Saraf, the recipient of a 2015 Eureka Fellowship Award, expands on the concept of earlier works, such as Fold{Live} (2011), which uses simple, everyday motions—the folding of laundry—as a point of departure for exploration of the significance in small gesture. Initially envisioning her new work as a sound piece, Saraf obtained recordings of the machinery—some archaic, some state-of-the-art—at the factory. She soon realized she wanted to add a video component, and began exploring gesture, wearing sensors that would enable her to choreograph using her body, to interpret the rhythms and patterns of the motions in the factory.

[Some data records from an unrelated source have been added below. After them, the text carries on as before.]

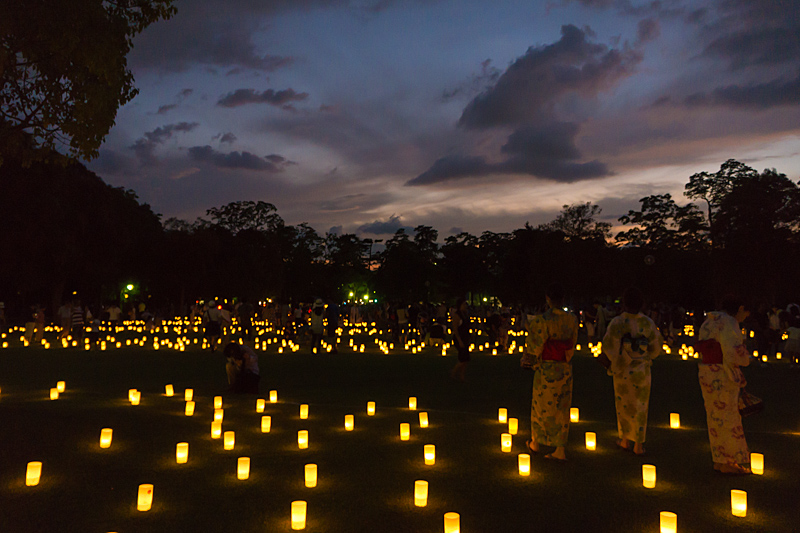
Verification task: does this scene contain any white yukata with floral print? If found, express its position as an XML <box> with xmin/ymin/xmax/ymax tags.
<box><xmin>697</xmin><ymin>311</ymin><xmax>750</xmax><ymax>465</ymax></box>
<box><xmin>603</xmin><ymin>313</ymin><xmax>664</xmax><ymax>444</ymax></box>
<box><xmin>523</xmin><ymin>308</ymin><xmax>578</xmax><ymax>447</ymax></box>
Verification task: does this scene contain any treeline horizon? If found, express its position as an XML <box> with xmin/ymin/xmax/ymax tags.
<box><xmin>0</xmin><ymin>159</ymin><xmax>800</xmax><ymax>316</ymax></box>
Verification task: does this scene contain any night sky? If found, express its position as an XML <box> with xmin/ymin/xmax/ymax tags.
<box><xmin>89</xmin><ymin>0</ymin><xmax>800</xmax><ymax>237</ymax></box>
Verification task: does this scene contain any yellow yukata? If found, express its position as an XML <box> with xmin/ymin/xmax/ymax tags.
<box><xmin>603</xmin><ymin>313</ymin><xmax>664</xmax><ymax>444</ymax></box>
<box><xmin>697</xmin><ymin>311</ymin><xmax>750</xmax><ymax>465</ymax></box>
<box><xmin>523</xmin><ymin>308</ymin><xmax>578</xmax><ymax>447</ymax></box>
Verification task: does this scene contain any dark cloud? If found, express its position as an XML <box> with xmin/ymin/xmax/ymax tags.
<box><xmin>685</xmin><ymin>74</ymin><xmax>800</xmax><ymax>109</ymax></box>
<box><xmin>129</xmin><ymin>122</ymin><xmax>200</xmax><ymax>164</ymax></box>
<box><xmin>406</xmin><ymin>122</ymin><xmax>611</xmax><ymax>186</ymax></box>
<box><xmin>357</xmin><ymin>215</ymin><xmax>414</xmax><ymax>235</ymax></box>
<box><xmin>217</xmin><ymin>89</ymin><xmax>308</xmax><ymax>109</ymax></box>
<box><xmin>189</xmin><ymin>145</ymin><xmax>291</xmax><ymax>173</ymax></box>
<box><xmin>458</xmin><ymin>25</ymin><xmax>642</xmax><ymax>128</ymax></box>
<box><xmin>156</xmin><ymin>104</ymin><xmax>178</xmax><ymax>115</ymax></box>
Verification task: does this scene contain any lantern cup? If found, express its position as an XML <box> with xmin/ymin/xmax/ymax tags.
<box><xmin>25</xmin><ymin>461</ymin><xmax>42</xmax><ymax>487</ymax></box>
<box><xmin>292</xmin><ymin>501</ymin><xmax>308</xmax><ymax>529</ymax></box>
<box><xmin>444</xmin><ymin>513</ymin><xmax>461</xmax><ymax>533</ymax></box>
<box><xmin>236</xmin><ymin>457</ymin><xmax>250</xmax><ymax>479</ymax></box>
<box><xmin>305</xmin><ymin>463</ymin><xmax>317</xmax><ymax>489</ymax></box>
<box><xmin>175</xmin><ymin>442</ymin><xmax>189</xmax><ymax>465</ymax></box>
<box><xmin>136</xmin><ymin>483</ymin><xmax>153</xmax><ymax>511</ymax></box>
<box><xmin>425</xmin><ymin>444</ymin><xmax>436</xmax><ymax>465</ymax></box>
<box><xmin>642</xmin><ymin>465</ymin><xmax>656</xmax><ymax>489</ymax></box>
<box><xmin>100</xmin><ymin>428</ymin><xmax>113</xmax><ymax>448</ymax></box>
<box><xmin>750</xmin><ymin>452</ymin><xmax>764</xmax><ymax>476</ymax></box>
<box><xmin>517</xmin><ymin>453</ymin><xmax>531</xmax><ymax>476</ymax></box>
<box><xmin>500</xmin><ymin>433</ymin><xmax>511</xmax><ymax>452</ymax></box>
<box><xmin>419</xmin><ymin>411</ymin><xmax>428</xmax><ymax>428</ymax></box>
<box><xmin>661</xmin><ymin>511</ymin><xmax>678</xmax><ymax>533</ymax></box>
<box><xmin>731</xmin><ymin>489</ymin><xmax>747</xmax><ymax>517</ymax></box>
<box><xmin>414</xmin><ymin>479</ymin><xmax>428</xmax><ymax>507</ymax></box>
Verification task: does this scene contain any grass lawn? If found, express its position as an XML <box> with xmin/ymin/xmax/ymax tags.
<box><xmin>0</xmin><ymin>328</ymin><xmax>800</xmax><ymax>533</ymax></box>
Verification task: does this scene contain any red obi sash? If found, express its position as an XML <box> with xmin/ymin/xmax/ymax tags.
<box><xmin>542</xmin><ymin>339</ymin><xmax>573</xmax><ymax>361</ymax></box>
<box><xmin>694</xmin><ymin>339</ymin><xmax>722</xmax><ymax>365</ymax></box>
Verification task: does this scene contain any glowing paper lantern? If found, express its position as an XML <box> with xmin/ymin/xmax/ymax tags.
<box><xmin>304</xmin><ymin>463</ymin><xmax>317</xmax><ymax>489</ymax></box>
<box><xmin>100</xmin><ymin>428</ymin><xmax>113</xmax><ymax>448</ymax></box>
<box><xmin>25</xmin><ymin>461</ymin><xmax>42</xmax><ymax>487</ymax></box>
<box><xmin>419</xmin><ymin>411</ymin><xmax>428</xmax><ymax>428</ymax></box>
<box><xmin>642</xmin><ymin>465</ymin><xmax>656</xmax><ymax>489</ymax></box>
<box><xmin>136</xmin><ymin>483</ymin><xmax>153</xmax><ymax>511</ymax></box>
<box><xmin>236</xmin><ymin>457</ymin><xmax>250</xmax><ymax>479</ymax></box>
<box><xmin>500</xmin><ymin>433</ymin><xmax>511</xmax><ymax>452</ymax></box>
<box><xmin>731</xmin><ymin>489</ymin><xmax>747</xmax><ymax>517</ymax></box>
<box><xmin>517</xmin><ymin>453</ymin><xmax>531</xmax><ymax>476</ymax></box>
<box><xmin>222</xmin><ymin>431</ymin><xmax>236</xmax><ymax>450</ymax></box>
<box><xmin>661</xmin><ymin>511</ymin><xmax>678</xmax><ymax>533</ymax></box>
<box><xmin>175</xmin><ymin>442</ymin><xmax>189</xmax><ymax>465</ymax></box>
<box><xmin>292</xmin><ymin>501</ymin><xmax>308</xmax><ymax>529</ymax></box>
<box><xmin>424</xmin><ymin>444</ymin><xmax>436</xmax><ymax>465</ymax></box>
<box><xmin>750</xmin><ymin>452</ymin><xmax>764</xmax><ymax>476</ymax></box>
<box><xmin>444</xmin><ymin>513</ymin><xmax>461</xmax><ymax>533</ymax></box>
<box><xmin>414</xmin><ymin>479</ymin><xmax>428</xmax><ymax>507</ymax></box>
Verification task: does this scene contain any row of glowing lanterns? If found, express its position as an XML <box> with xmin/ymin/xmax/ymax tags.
<box><xmin>25</xmin><ymin>381</ymin><xmax>764</xmax><ymax>533</ymax></box>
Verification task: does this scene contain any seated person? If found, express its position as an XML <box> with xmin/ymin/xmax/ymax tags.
<box><xmin>222</xmin><ymin>342</ymin><xmax>261</xmax><ymax>394</ymax></box>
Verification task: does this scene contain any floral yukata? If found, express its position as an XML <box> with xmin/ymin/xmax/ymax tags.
<box><xmin>603</xmin><ymin>313</ymin><xmax>664</xmax><ymax>444</ymax></box>
<box><xmin>523</xmin><ymin>309</ymin><xmax>578</xmax><ymax>447</ymax></box>
<box><xmin>698</xmin><ymin>311</ymin><xmax>750</xmax><ymax>465</ymax></box>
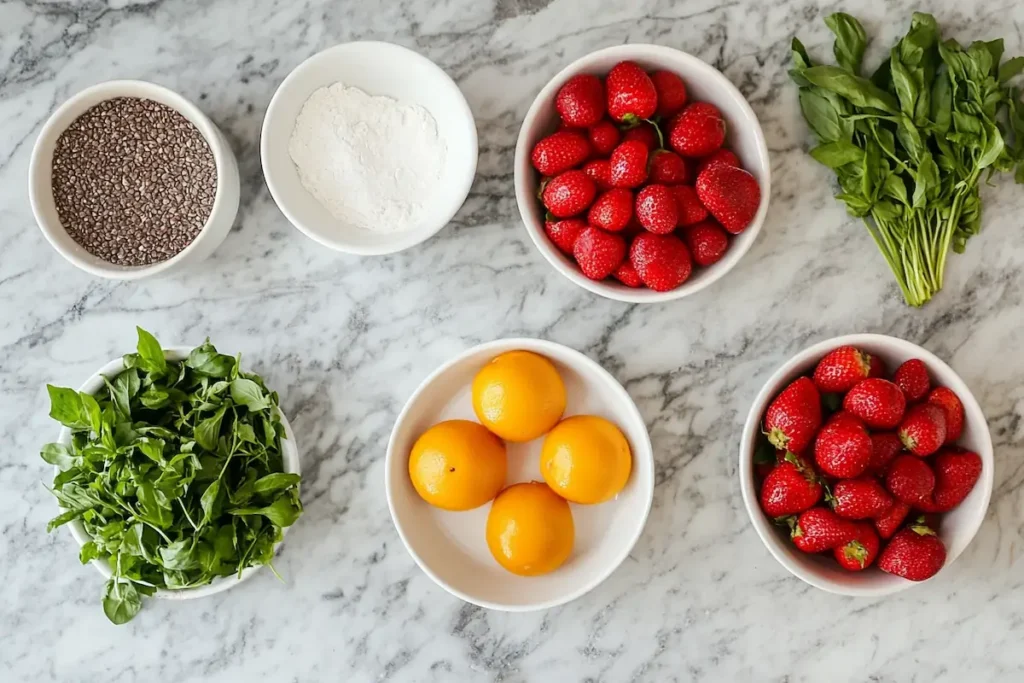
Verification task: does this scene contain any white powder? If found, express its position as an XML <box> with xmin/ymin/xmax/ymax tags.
<box><xmin>288</xmin><ymin>83</ymin><xmax>446</xmax><ymax>232</ymax></box>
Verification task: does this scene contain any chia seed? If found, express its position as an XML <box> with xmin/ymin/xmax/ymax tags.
<box><xmin>51</xmin><ymin>97</ymin><xmax>217</xmax><ymax>266</ymax></box>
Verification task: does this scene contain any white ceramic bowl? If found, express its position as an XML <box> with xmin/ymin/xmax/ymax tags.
<box><xmin>29</xmin><ymin>81</ymin><xmax>239</xmax><ymax>280</ymax></box>
<box><xmin>260</xmin><ymin>41</ymin><xmax>477</xmax><ymax>255</ymax></box>
<box><xmin>739</xmin><ymin>334</ymin><xmax>993</xmax><ymax>596</ymax></box>
<box><xmin>55</xmin><ymin>346</ymin><xmax>302</xmax><ymax>600</ymax></box>
<box><xmin>515</xmin><ymin>45</ymin><xmax>771</xmax><ymax>303</ymax></box>
<box><xmin>384</xmin><ymin>339</ymin><xmax>654</xmax><ymax>611</ymax></box>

Surabhi Saraf, Tablets, 2014.

Surabhi Saraf, Tablets, 2014.

“Remedies” consists of two large, immersive multichannel video installations that also incorporate square pedestals, “video boxes” and images of pharmecutical products moving past us in a grid, as though on an assembly line. In the larger gallery space, Tablets (2014) features a hypnotic soundtrack of percussive sounds, its two wall-sized projections creating a cinematic experience. Performers wearing red polo shirts and blue plastic gloves enact precise, almost robotic choreography. Arms raise and lower, come together and part, at times like a semaphore code, at others like a piston. A sinuous body roll becomes a motif. Lines of bodies step forward, or backward, sometimes in a circular motion. Hands make a gesture as though shaking or twisting something open, grasping and pulling. With a fine choreographic touch (the artist here collaborated with Christy Funsch), one might think of Sarah Michelson’s spare, repetitive works; the pieces also convey much of the suspense and drama of Bill Viola.

Capsules (2014) is enriched by a more orchestral soundtrack; surrounding the viewer, sound is a key element in the work, and designed to spill over from one work to another. Dancers appear in pairs or small groups, the whole ensemble joining for a finale, with an incessant beat like Stravinsky’s Rite of Spring, and a scooping, sifting and flinging motion involving some actual powdered substance that makes clouds of dust in the air. 

One’s sense of the bodies of the performers as transformed into a symbiosis of man and machine is quite striking, and might convey a sense of a dystopian society where humans have evolved into cyborgs, but Saraf’s intent is more benign. Her interest in the sounds and motions of the factory is of a more formal nature, bypassing the potentially loaded politics of factory labor or drug companies. Questions about these issues may, no doubt, arise unbidden in the minds of many viewers. But we may enjoy the piece, as intended, as a hypnotic and compelling meditation on an alchemical transformation—of raw elements into healing potions.